There is also a little of the future in this book. In his previous title, The Last Days of Old Beijing, Meyer looked at how urban residents felt as developers razed their homes in the old hutongs or alleyways in the capital in the runup to the 2008 Olympics, but here he watches how the people of Wasteland react to moves made by private rice company Eastern Fortune to buy up the farmers’ land and move them into concrete walk-ups at the edge of the village.
He describes the transformation – almost inevitable – taking place in the countryside today in China. A move from hard-to-control smallholdings to big, easy-to-monitor commercial farms. Meyer may be saddened by this, but he still gives a voice to a few villagers who support these changes.
So many books about China focus on the big news stories – the human rights activists, top-flying CEOs, corrupt politicians and protesting ethnic minorities. But Meyer speaks to the man in the street, giving us access to a much more intimate picture of China, even for those of us who spent many years living in the country. In fact, the only real headline-grabber Meyer meets in this book is Meng Zhaoguo, the man who claimed he had had sex with an alien woman from space. They “copulated for 40 minutes”.
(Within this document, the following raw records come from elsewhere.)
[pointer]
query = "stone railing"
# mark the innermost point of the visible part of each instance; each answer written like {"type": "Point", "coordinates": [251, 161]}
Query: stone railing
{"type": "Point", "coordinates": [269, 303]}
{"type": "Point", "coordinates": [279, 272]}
It’s a mixed bag in the end – the book is part history-lesson, part travelogue, part politics, part people, and part fun. But In Manchuria is also a love story to his wife, Frances, who grew up in Wasteland. His affection for her family – some members, including the poppy-tending Auntie Yi, still live in the village – gives him a connection to the land that is easily sensed through his writing.
We might also describe it as a love story for Manchuria, and it’s a fondness that rubs off on the reader.